There is a nine-month window in which anyone can oppose the grant of a European patent.  If the opponent is successful, the patent can be limited to a scope that they can work around, or the patent can even be revoked entirely.  Filing an opposition can therefore be an extremely valuable tool for those looking to clear the way for their commercial activities – and conversely, knowledge of how to mitigate the risks that these proceedings can pose is critical for patent proprietors.  Although every case is different, what common themes might there be during oppositions in the chemical field in particular? Across a two-part series of articles, Ash Earl discusses the possible areas of a chemical patent that could be exploited by an opponent, and why having a robust strategy with regards to experimental data is an invaluable resource for either side in opposition proceedings.  For Part 1, see here.  In this second part, Ash Earl discusses in particular how experimental data can be used to maximise chances of success while assessing inventiveness during opposition proceedings.

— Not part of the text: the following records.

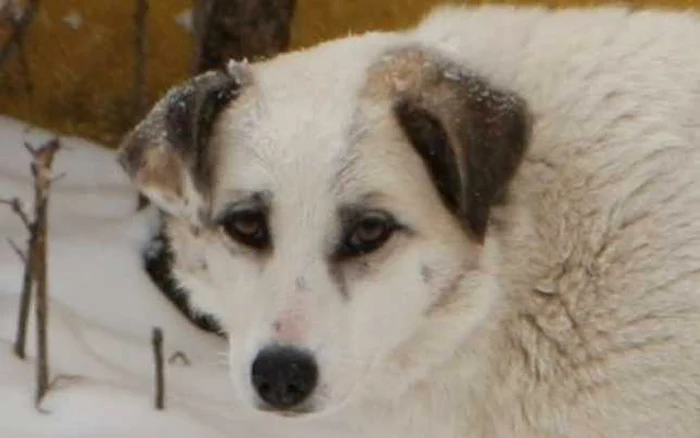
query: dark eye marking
[335,210,402,259]
[217,209,271,250]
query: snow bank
[0,117,260,438]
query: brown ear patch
[363,48,530,241]
[119,66,246,222]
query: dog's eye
[220,210,270,249]
[342,212,396,256]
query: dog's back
[122,7,700,438]
[418,8,700,437]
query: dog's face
[121,36,527,414]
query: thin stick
[31,139,60,407]
[151,327,165,411]
[0,198,32,232]
[168,350,192,366]
[7,237,28,265]
[14,232,36,359]
[0,198,36,359]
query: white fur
[156,7,700,438]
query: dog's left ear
[119,64,248,222]
[366,48,530,241]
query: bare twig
[51,172,68,184]
[7,238,28,265]
[0,0,41,68]
[151,327,165,411]
[168,350,192,366]
[133,0,149,119]
[0,198,32,232]
[14,229,36,359]
[30,139,61,406]
[0,198,36,359]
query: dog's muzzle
[251,345,318,410]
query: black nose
[251,346,318,409]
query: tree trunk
[194,0,296,72]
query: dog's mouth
[256,402,319,418]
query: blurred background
[0,0,700,147]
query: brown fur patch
[360,48,530,242]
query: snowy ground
[0,117,266,438]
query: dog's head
[121,40,528,413]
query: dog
[120,6,700,438]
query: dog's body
[123,7,700,438]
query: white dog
[121,7,700,438]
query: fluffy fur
[123,7,700,438]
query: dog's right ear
[119,63,250,222]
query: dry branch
[30,139,61,406]
[151,327,165,411]
[0,198,32,232]
[0,0,41,68]
[7,238,28,265]
[0,198,36,359]
[168,350,192,366]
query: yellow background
[0,0,700,145]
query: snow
[0,117,260,438]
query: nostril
[251,346,318,409]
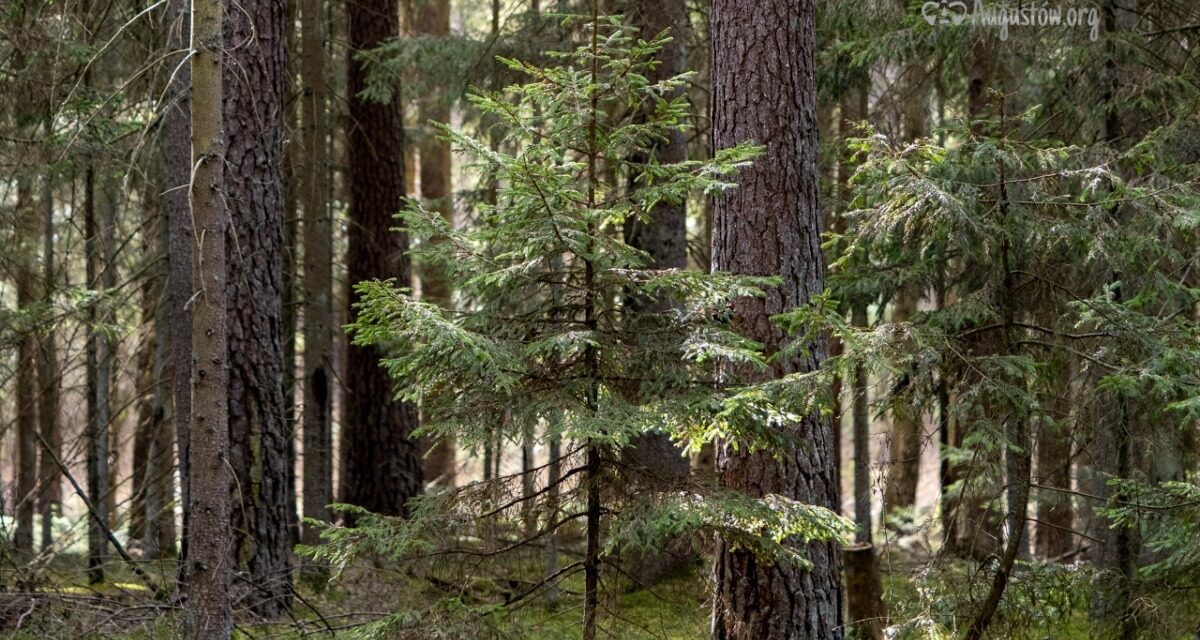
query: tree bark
[37,134,62,551]
[414,0,457,488]
[300,0,334,544]
[622,0,691,586]
[712,0,842,640]
[225,0,292,618]
[341,0,422,515]
[184,0,239,640]
[883,292,925,513]
[282,2,300,544]
[1034,361,1074,561]
[13,166,38,556]
[161,0,193,578]
[84,162,110,585]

It will come as no surprise that two of the requirements to obtain a European patent are that the invention must be new, and it must involve an inventive step.  Both of these requirements are assessed in view of anything made available to the public before the patent application was filed – so called “prior art”.  In Europe, to be new is absolute, meaning that any feature that distinguishes the invention from what is known, however arbitrary, is capable of rendering the invention novel over the prior art.  We call this a distinguishing feature.  Because novelty is absolute, this discussion can potentially be quite black and white.

However, for chemical patents, whether or not the European patent is valid is frequently decided by the requirement for the invention to involve an inventive step, which is rather more complex.  One way to look at inventive step is that the distinguishing feature needs to be special, advantageous, or surprising in some way.  For example, the distinguishing feature might solve a problem that the prior art suffers from, provide an unexpected advantage, or improve upon the prior art.  For chemical patents in Europe, mere assertions that this is the case generally don’t fly, particularly if the prior art is very similar to the invention.  Hence this is another common discussion where experimental data can be central, to actively demonstrate the advantages achieved by the distinguishing feature.

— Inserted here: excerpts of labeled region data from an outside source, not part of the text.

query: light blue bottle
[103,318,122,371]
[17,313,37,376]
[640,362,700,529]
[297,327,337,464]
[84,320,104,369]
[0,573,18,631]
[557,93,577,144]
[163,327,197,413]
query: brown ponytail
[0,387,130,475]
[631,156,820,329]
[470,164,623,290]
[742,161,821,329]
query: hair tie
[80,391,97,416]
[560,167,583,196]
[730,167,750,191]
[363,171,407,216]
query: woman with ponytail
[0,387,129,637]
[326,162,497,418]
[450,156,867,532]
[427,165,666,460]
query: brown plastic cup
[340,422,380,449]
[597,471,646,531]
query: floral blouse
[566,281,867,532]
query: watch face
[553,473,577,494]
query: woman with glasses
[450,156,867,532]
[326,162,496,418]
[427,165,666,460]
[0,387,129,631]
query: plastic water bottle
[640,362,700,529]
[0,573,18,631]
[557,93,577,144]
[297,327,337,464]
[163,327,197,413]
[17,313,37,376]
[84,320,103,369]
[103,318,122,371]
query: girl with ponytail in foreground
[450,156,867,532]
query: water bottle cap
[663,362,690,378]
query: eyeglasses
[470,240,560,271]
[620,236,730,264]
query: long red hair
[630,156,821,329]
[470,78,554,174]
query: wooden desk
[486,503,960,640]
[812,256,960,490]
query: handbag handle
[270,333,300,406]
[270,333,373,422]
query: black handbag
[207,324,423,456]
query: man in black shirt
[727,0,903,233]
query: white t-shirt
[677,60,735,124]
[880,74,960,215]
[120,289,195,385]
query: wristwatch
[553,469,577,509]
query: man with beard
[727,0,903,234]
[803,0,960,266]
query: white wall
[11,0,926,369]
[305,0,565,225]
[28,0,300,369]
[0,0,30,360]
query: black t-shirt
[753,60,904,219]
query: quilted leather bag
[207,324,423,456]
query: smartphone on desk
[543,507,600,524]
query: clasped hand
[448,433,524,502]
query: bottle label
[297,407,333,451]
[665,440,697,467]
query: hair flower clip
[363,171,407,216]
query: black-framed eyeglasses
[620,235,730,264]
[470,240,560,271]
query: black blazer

Often a patent application will have been drafted with a particular piece of prior art in mind as the most similar prior art.  In this case, the patent application might include some nice experimental data which compares the prior art to the invention and shows that the distinguishing feature of the invention results in that special advantage.  This might seemingly present the patent as being strong with regards to inventive step.  But opponents don’t fret.  What if the patent only contains only one such comparative example, limited to a single scenario within the claim scope, and you suspect that other scenarios within the claimed genus don’t work? What if the patentee has asserted that the prior art suffers from a terrible problem and really the problem is a paper tiger, or only affects a small part of the whole area claimed? Have a conversation with your attorney and let’s see what we can do.

The EPO examination procedure for patent applications isn’t perfect.  Although the EPO has sophisticated systems that allow examiners to search for prior art to check if the invention is novel and inventive, they don’t always find all prior art.  So although the EPO might have acknowledged that the invention involves an inventive step over one piece of prior art, there might be prior art out there which is even more relevant.  Remember that inventive step often depends upon the distinguishing feature of the invention being special or advantageous? What if the opponent finds new prior art, over which the invention is novel by a completely different distinguishing feature, a feature that doesn’t seem to be particularly special? This situation occurs commonly during opposition proceedings for chemical patents and patentees often react to this by providing new experimental data that shows that the different distinguishing feature is in fact special in some way.  There are many ways for opponents to rebut this, but often it can be persuasive for opponents to disprove the new experimental data with their own.

Above are just a few examples where generating experimental data can be extremely valuable in opposition proceedings at the EPO for chemical patents.  Generation of the right kind of experimental data for chemical patents is a complex process, but if attorneys guide their clients through the process, it can give them the upper hand in opposition proceedings.